2007. Ahead of the Beijing Summer Olympics, China is portrayed as a land of glittering “instant” cities. But the economy that is driving the country’s growth is powered by coal. A look behind the curtain in Shanxi Provice, China’s primary coal-producing region.
Winner of the 2008 Susan Meiselas Award for Excellence in Photojournalism.









China’s economic boom is powered by coal. In 2007, two colleagues, Wu Nan and Duane Moles, and I went to Shanxi, source of most of China’s coal, to see what life was like in the engine of China’s economy. We found pollution, corruption, and desperation. Giant trucks laden with coal sped through the area, shedding coal dust, which accumulated in small black dunes on the roadsides, where people scooped them up into wheelbarrows. While the town of Xiaoyi had ballooned into a city, the countryside was largely neglected, only attracting attention for the coal that could be found under the surface. One farmer, whose fields had been ruined by mining, criticized the capitalist mine owners who lived well in the cities. He remembered his late teens—the Cultural Revolution—as the happiest time of his life.

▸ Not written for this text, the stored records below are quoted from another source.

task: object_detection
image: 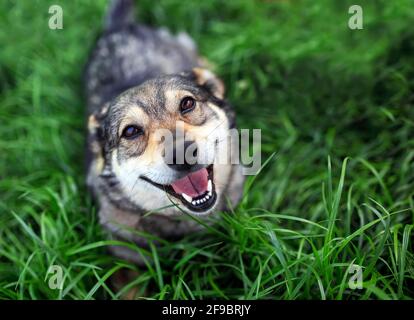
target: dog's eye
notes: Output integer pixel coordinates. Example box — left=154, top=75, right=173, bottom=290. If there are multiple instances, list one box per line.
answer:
left=180, top=97, right=196, bottom=114
left=122, top=125, right=144, bottom=139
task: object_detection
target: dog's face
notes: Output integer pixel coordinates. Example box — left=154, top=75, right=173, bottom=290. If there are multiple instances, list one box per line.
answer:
left=94, top=69, right=236, bottom=215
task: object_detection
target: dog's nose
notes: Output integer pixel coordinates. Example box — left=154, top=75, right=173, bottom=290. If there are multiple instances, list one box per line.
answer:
left=167, top=141, right=198, bottom=171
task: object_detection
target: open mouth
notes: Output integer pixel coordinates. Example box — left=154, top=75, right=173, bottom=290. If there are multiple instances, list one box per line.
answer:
left=141, top=165, right=217, bottom=212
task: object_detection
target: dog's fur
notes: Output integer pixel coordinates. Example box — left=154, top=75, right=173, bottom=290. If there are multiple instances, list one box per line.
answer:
left=85, top=0, right=244, bottom=263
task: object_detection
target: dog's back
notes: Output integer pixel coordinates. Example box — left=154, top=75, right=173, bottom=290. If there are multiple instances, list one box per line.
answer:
left=85, top=0, right=199, bottom=113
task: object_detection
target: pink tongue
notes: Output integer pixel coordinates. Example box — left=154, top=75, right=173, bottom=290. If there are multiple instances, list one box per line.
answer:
left=171, top=168, right=208, bottom=198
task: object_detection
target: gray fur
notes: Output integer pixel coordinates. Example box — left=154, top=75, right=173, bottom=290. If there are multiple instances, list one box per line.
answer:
left=84, top=0, right=244, bottom=263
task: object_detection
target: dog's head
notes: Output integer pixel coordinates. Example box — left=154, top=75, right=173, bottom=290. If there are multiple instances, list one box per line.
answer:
left=90, top=68, right=238, bottom=215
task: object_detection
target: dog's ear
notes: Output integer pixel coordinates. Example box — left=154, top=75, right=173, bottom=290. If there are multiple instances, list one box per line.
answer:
left=192, top=68, right=225, bottom=99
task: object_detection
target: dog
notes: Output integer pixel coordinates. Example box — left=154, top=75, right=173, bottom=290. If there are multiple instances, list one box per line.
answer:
left=84, top=0, right=244, bottom=265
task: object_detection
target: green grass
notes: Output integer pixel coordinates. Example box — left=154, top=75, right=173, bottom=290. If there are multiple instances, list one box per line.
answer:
left=0, top=0, right=414, bottom=299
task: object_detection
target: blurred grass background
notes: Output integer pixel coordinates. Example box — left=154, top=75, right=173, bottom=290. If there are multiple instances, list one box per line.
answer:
left=0, top=0, right=414, bottom=299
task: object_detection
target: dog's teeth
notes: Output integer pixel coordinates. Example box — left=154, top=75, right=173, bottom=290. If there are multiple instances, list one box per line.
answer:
left=181, top=193, right=193, bottom=203
left=207, top=180, right=213, bottom=193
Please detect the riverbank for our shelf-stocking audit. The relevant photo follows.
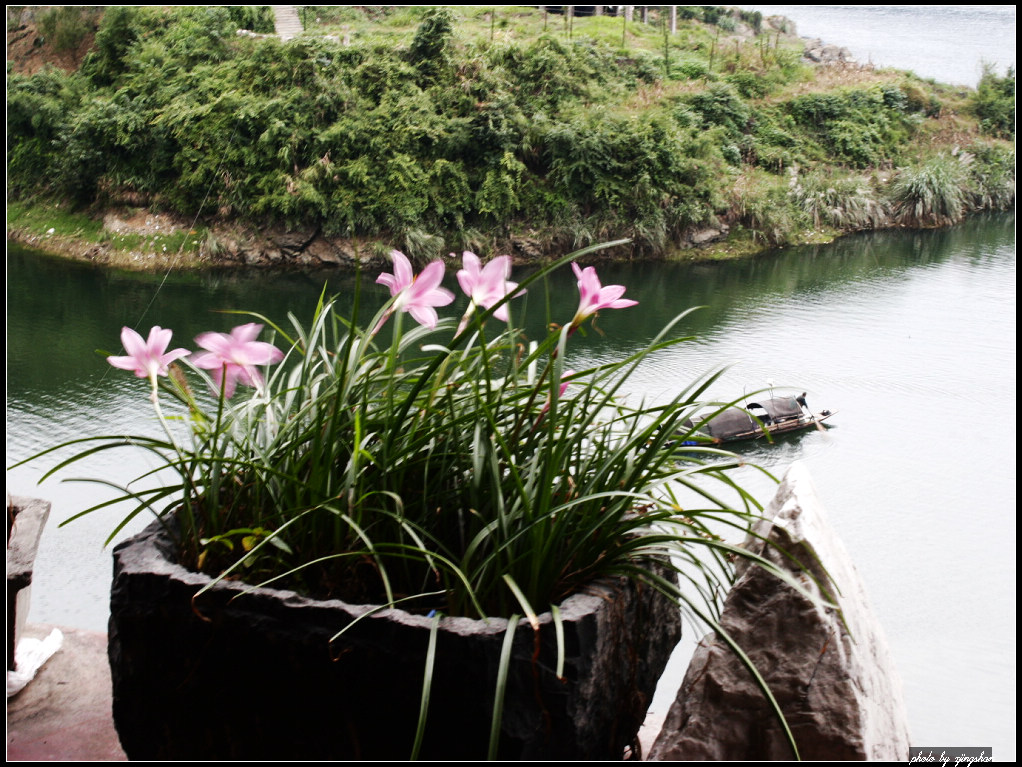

The foundations of the village of Hao Jiazhai were literally being undermined by the illegal mining tunnels beneath. There we met Hao Hualin, 25, who had spoken on television with CCTV in an attempt to publicize the plight of his village, where the coal company was withholding compensation for the damage it caused. His reward: hired thugs smashed the windows of his house, and beat him and his mother. (Watch his story at Frontline/World.) Meanwhile, Piandian, a slightly larger village on a nearby ridge, paid tribute to the god of coal by staging a traditional opera with a traveling troupe.
Everyone we spoke with expected the coal to run out.